Hoe vind ik mijn poortnummer op mijn LAN

Open een terminal. Voor Windows opent u een opdrachtprompt door op "Start" te klikken en "CMD" in het vak "Uitvoeren" te typen. Voor een Mac typt u "terminal" in de Finder of gaat u naar de map Programma's, opent u de map Hulpprogramma's en opent u "Terminal". Deze opdrachten kunnen vanaf de clientcomputer of vanaf de server worden uitgevoerd. Vaak heb je geen toegang tot de serverkant.

Voer de opdracht "netstat -an" uit vanaf de terminal of de opdrachtprompt. De uitvoer is vergelijkbaar voor Linux, Windows en Mac. Als uw uitvoer meerdere secties heeft, bladert u omhoog totdat u deze kolomkoppen vindt: Protocol, Lokaal adres, Buitenlands adres en Staat. De kolommen met lokale en buitenlandse adressen geven het IP-adres (Internet Protocol) en het poortnummer aan, gescheiden door een dubbele punt. Elke rij geeft een toepassing aan die in gesprek is met een andere computer of wacht om een ​​gesprek tot stand te brengen.

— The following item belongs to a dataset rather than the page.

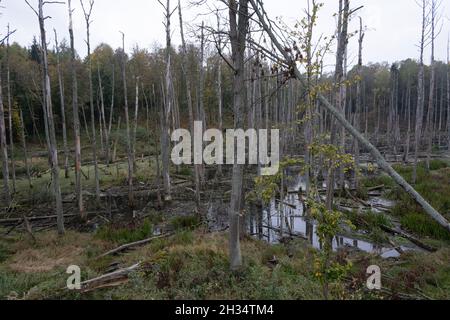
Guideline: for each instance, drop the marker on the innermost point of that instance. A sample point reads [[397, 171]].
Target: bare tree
[[10, 114], [4, 151], [420, 90], [76, 119], [187, 76], [111, 114], [63, 109], [219, 87], [448, 92], [383, 164], [127, 122], [135, 122], [87, 16], [435, 7], [359, 104], [168, 101], [24, 146], [47, 96], [239, 28]]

Zoek naar een staat van "luisteren" om het poortnummer te vinden van services die op uw computer worden uitgevoerd (uw computer die werkt) als een server.) "Luisteren" betekent dat uw computer wacht op een andere computer om toegang tot die computer te vragen sollicitatie. Kijk onder de kolom "Lokaal adres" van de bijbehorende rij om het poortnummer te bepalen.

Zoek naar de status 'gevestigd' om het poortnummer te vinden dat uw computer gebruikt om verbinding te maken met services die op een andere computer worden uitgevoerd (uw computer fungeert als client). "Gevestigd" betekent dat uw computer communiceert met een toepassing op een andere computer. Kijk onder de kolom "Buitenlands adres" van de bijbehorende rij om het poortnummer te bepalen.

Voer "netstat -bn" en "netstat -abn" uit vanaf een Windows-opdrachtprompt om het poortnummer te bepalen dat door een bepaalde toepassing wordt gebruikt. Op een computer waarop de toepassing als een service wordt uitgevoerd (serverzijde), zoekt u naar de toepassing in de status "luisteren" en controleert u de kolom "Lokaal adres" om het poortnummer van die toepassing te vinden. Op een computer die probeert verbinding te maken met de service (clientzijde), opent u de toepassing om de verbinding tot stand te brengen en voert u de opdracht "netstat -abn" uit. Zoek naar de applicatie in de status 'gevestigd' en zoek het poortnummer van die applicatie in de kolom 'Buitenlands adres'.

Dit is moeilijker voor Linux of Mac, maar het commando "lsof -i" zal je soms de applicaties en de tcp-poorten die ze gebruiken laten zien.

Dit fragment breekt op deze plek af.